State health officials told legislators Tuesday they plan to begin open enrollment for the Medicaid transformation initiative on March 15 in order to launch the program as mandated on July 1.

The program is expected to cover between 1.6 million and 1.8 million North Carolina participants.

Meanwhile, the N.C. Department of Health and Human Services said the state’s Medicaid program was under budget by $116 million, or by 3%, during fiscal 2019-20 after spending $3.8 billion in state funds.

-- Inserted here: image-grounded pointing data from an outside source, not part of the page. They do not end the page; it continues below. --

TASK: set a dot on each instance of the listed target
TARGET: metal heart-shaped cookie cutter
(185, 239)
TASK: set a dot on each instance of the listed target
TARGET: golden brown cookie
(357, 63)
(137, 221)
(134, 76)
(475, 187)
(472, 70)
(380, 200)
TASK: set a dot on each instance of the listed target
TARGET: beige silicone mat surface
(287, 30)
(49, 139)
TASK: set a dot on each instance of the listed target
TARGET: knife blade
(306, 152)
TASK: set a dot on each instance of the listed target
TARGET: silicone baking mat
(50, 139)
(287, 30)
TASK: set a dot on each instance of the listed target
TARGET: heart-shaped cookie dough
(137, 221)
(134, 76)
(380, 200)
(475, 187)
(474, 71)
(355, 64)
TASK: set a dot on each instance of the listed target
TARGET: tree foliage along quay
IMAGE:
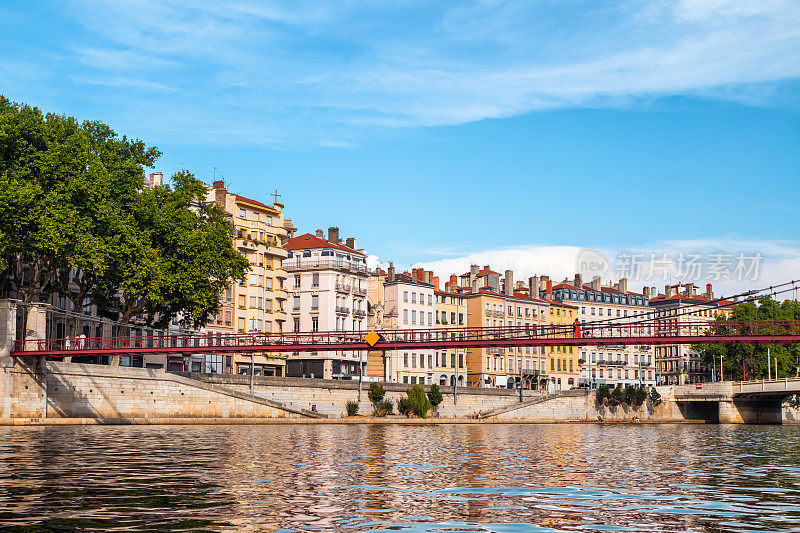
(76, 218)
(749, 361)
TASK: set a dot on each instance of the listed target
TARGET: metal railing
(434, 337)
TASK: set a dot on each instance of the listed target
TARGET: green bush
(617, 397)
(655, 397)
(376, 394)
(420, 405)
(384, 408)
(435, 395)
(603, 394)
(404, 405)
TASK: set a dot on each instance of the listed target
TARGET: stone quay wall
(56, 392)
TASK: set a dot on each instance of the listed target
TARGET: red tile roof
(308, 241)
(240, 198)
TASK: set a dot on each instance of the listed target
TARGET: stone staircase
(532, 401)
(235, 393)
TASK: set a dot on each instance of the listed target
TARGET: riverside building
(259, 304)
(678, 364)
(613, 365)
(328, 292)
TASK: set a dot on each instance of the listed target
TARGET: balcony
(291, 265)
(281, 294)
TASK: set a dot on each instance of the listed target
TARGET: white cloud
(779, 262)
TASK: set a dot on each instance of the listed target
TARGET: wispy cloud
(306, 71)
(773, 262)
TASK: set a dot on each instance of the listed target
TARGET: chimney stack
(533, 287)
(333, 235)
(473, 273)
(508, 283)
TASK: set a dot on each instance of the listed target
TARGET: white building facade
(328, 292)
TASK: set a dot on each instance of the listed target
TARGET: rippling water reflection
(502, 478)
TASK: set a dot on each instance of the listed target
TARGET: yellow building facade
(562, 361)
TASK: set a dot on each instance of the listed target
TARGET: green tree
(376, 393)
(418, 400)
(749, 361)
(435, 395)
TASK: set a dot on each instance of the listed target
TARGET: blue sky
(443, 132)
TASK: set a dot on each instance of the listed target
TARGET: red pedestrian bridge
(657, 332)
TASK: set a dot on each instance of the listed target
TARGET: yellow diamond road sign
(372, 338)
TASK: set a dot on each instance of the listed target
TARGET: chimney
(473, 273)
(623, 284)
(533, 287)
(333, 235)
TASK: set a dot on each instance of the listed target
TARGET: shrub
(617, 397)
(435, 395)
(404, 405)
(603, 394)
(376, 394)
(420, 404)
(641, 396)
(655, 397)
(384, 408)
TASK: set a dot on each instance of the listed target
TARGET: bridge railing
(644, 330)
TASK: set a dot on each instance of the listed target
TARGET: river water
(503, 478)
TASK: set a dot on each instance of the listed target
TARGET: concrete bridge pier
(751, 411)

Five years’ worth of often-controversial public health and legislative debate culminated July 3 when Democratic Gov. Roy Cooper signed Republican-sponsored legislation that provided pivotal start-up funds.

A key selling point for transformation is focusing on a patient’s overall health for those experiencing mental health, substance abuse and developmental disability issues.

The main launch challenge is getting the four statewide prepaid health plans, or PHPs, operational by the enrollment date.

The PHPs are Centene (operating as WellCare of N.C.), AmeriHealth Caritas N.C., Blue Cross and Blue Shield of North Carolina (operating as Healthy Blue) and UnitedHealth Group.

The state Medicaid program currently serves 2.31 million North Carolinians, or 22% of the state’s population.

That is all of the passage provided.